The (Forgotten) Other Half of SOA

Many organisations are now combining a modern web-presence, with individual clients directly interfacing via web sites or apps in self-service (though it might be better to drop that concept, architecturally), and large administrative systems running the large operations often required, often working also with massive batches, such as payments at the start of end of a month. Many organisations have been moving (at least partly) to Service-Oriented Architectures (SOA), one of the most influential architectural patterns today, by some still seen as the panacea for all architectural problems, the silver bullet that allows us to manage all the complexities.

There have been many `silver bullets’ in the short history of enterprise architecture, and — as Frederick P. Brooks so beautifully wrote around 1987 — none of them actually were silver bullets. No single technological advance or management technique has solved the problems of complexity and unpredictability that are the focus of enterprise architects. That does not mean that all those advances were meaningless. Agile/Scrum does improve running certain types of projects. Functional decomposition of organisations (thinking in `business functions’) does create some clarity in the mess of interactions within organisations. Object-Orientation has enabled us to create far more complex programs than procedural programming did before. Service Oriented Architecture has enabled us to create far more complex landscapes, though it does lead to `loosely coupled spaghetti‘ and other problems (one of which is a subject of this column).

Each of these advances has some neat foundational idea or insight at its core, an idea that has merit and that fuels high hopes for a silver bullet. Architects love such ideas/insights, they are people who are often exceptionally good at patterns, models, abstractions. The basically decent idea of service oriented architectures has for instance led to a movement of multi-layered architectures, consisting of presentation-layer, application-layer, integration-layer, database-layer, etc. etc.

I’ve seen such models, lovingly created by architects who above all strive for structure and clarity. To quote Terry Eagleton (see column introduction on the right): “It was beautiful! A world purged of imperfection and indeterminacy. Countless acres of gleaming ice stretching to the horizon.”
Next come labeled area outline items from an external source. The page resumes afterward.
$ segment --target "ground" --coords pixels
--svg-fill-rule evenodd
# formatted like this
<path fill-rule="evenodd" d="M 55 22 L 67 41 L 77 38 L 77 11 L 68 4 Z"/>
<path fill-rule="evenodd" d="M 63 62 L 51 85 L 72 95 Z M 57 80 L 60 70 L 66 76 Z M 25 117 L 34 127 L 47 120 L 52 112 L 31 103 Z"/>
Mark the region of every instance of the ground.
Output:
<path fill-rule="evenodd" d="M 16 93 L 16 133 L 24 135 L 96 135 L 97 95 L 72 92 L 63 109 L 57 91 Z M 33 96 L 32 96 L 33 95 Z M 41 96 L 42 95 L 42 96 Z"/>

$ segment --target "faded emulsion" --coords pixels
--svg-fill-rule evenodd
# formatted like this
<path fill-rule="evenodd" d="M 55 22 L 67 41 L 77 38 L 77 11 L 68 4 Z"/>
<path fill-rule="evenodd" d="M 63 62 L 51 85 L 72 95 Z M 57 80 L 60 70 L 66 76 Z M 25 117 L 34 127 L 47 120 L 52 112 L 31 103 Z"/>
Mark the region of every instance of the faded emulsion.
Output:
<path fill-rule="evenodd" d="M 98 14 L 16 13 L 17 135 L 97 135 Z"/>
Alas, such models also are no silver bullets. In fact, I’ve seen various projects get into serious trouble because of them. The main reasons are threefold: brittleness (see the aforementioned loosely coupled spaghetti link for an example), maintainability and performance. This column is going to address the last one of these, in order to present a pattern that is often overlooked, if not forgotten by strict-SOA-adepts.

A Story of Bottlenecks

At one time, a health insurance company had become enamoured by its beautiful layered IT-architecture, titled the `application structure standard’. They had created a design/architecture standard that told their developers to separate presentation layer from application layer (layered), to have data owned by one business function and served to others (silo), to keep data in one ‘master’ application (single source of truth) to prevent multiple confusing values in different systems, and use services (SOA) to connect these via an Enterprise Service Bus (ESB) so the business functions were loosely coupled. And they ordered flexible solutions that would be easy to adapt to different policy types and different clients. So, the standard said to make use of business rule engines (BRE) for the implementation of these.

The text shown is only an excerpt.